The task I set my HumPhys students was to write out a list of 20ish lysosome storage disorders and ask everyone to own one of these exotic sounding conditions and find out something about it: a mini-research project. Here are some to conjure with: Gaucher, Pompe (infantile), Salla, Sandhoff, Schindler, Niemann-Pick, Farber, not to be confused with Fabry, Hunter, Hurler and Pseudo-Hurler, Kufs, Sly and Danon and, of course, Tay-Sachs and Morquio. For each syndrome, I asked them to report
  • mode of inheritance
  • age of onset
  • prognosis from diagnosis
  • frequency in Ireland and other populations
  • the enzyme involved
  • the symptoms
  • any chance of a cure?
The results came back at various levels of literacy, but everyone - that's everyone - in the class submitted their essay on time and comprehensively answering the questions. I was surprised and dead chuffed. I've spent the last four years setting them quizzes and exam questions which reveal quite well what they don't know.

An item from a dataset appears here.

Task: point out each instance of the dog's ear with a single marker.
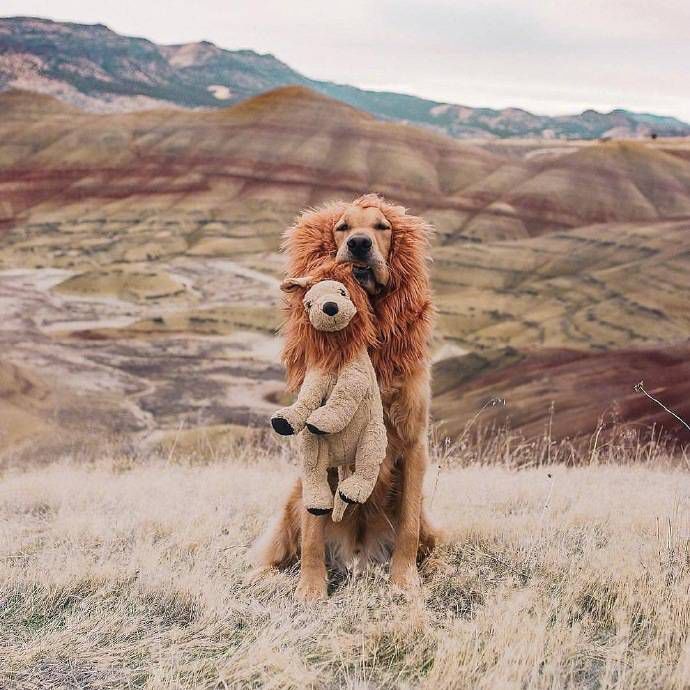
(292, 284)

The sense on The Corridor [that's a synecdoche for the teaching staff] is that 1st year students are not able to do research but this exercise shows that up as nonsense and pernicious nonsense at that. Pernicious because is lowers expectations both among the teaching staff but also, tragically, among the students as well.

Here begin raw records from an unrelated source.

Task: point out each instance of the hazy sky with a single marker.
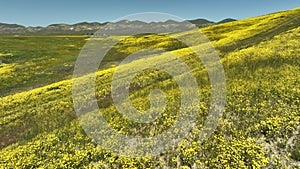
(43, 12)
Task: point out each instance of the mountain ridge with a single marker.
(87, 28)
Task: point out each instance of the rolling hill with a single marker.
(259, 127)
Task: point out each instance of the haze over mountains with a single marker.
(89, 28)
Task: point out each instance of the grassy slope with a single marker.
(258, 127)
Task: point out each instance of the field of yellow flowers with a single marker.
(260, 126)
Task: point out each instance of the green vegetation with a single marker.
(259, 127)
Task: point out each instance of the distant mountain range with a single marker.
(85, 28)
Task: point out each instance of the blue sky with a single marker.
(43, 12)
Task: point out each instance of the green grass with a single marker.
(38, 128)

There are a few themes that run through the dataset of broken enzymes.
  • Like Morquio, many of them have enzyme replacement therapies ERTs launched or ready to launch. This is the idea that you can inject the missing enzyme on a regular basis and it will course through the circulatory system and percolate to the lysosomes of every cell where it is required. Seems to work in some cases, and MegaPharm is scrambling for a seat on the band-wagon. ERT is a very blunt instrument, as we saw for treating haemophilia with artificial Factor VIII: instead of dribbling out a steady stream of enzyme, such as you and I do every second without a thought, ERT delivers a jolt of the stuff once a week and the body makes what it can from the buffet.

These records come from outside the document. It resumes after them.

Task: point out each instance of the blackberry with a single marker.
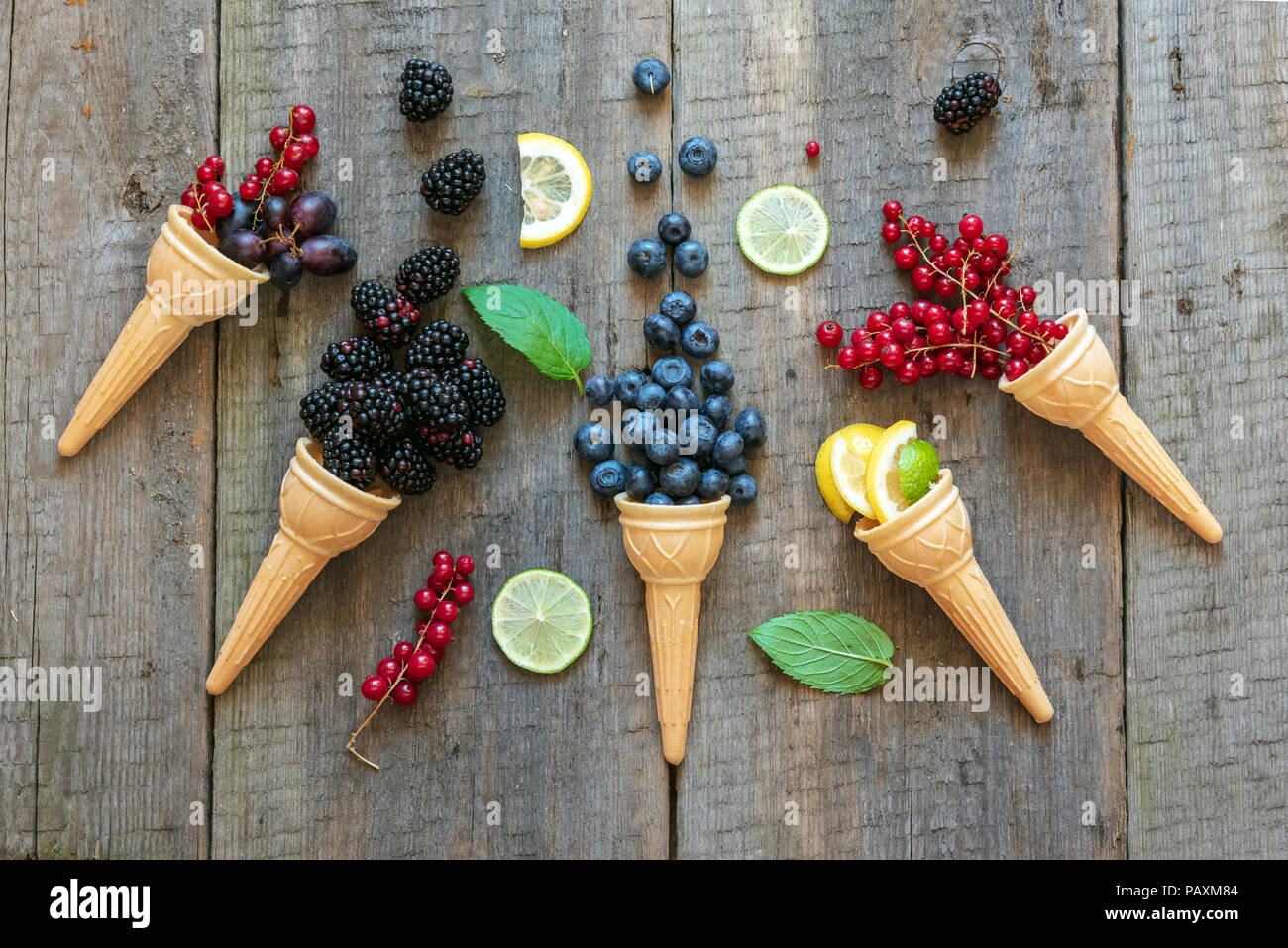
(462, 450)
(377, 414)
(454, 181)
(482, 390)
(429, 273)
(386, 316)
(356, 360)
(966, 101)
(426, 90)
(436, 403)
(407, 469)
(349, 459)
(441, 346)
(321, 408)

  • Many of these diseases are vanishingly rare, frequently on the order of 1:million or 1:100,000 live births. Compare this with Down Syndrome or Cystic Fibrosis where the rate is about 1:1000 births.  That makes me think of Dr Johnson's oafish quip about "Sir, a woman's preaching is like a dog's walking on his hind legs. It is not done well; but you are surprised to find it done at all." [prev]. The lysosome, and the 50 or 60 clean-up tools which it wields, is so crucial to day-to-day function that any substantive change in the tool-kit is fatal. Many of the poor wee scraps who come to term have a very short painful life ahead of them fighting against neuro-degeneration, digestive disorders, seizures, developmental anomalies and, recently, coping with diverse surgical and medical interventions.
  • Some tribes and ethnic groups - Ashkenazim, Berbers, Cajuns -  seem to have a much higher frequency of some peculiar and particular defect. This has helped with the genetics of tracking down which enzyme is involved and where it is located on the human genome.
  • Because each syndrome is rare and each is caused by a very specific lesion, the drug people have to develop a different therapeutic agent for each disease. With only a tiny patient base, the costs of development are amortised over a small number of customers, so the cost per dose is fabulously frighteningly expensive.
As it says, at the top of the page, we should, every day, give thanks that our lysosomes work just fine.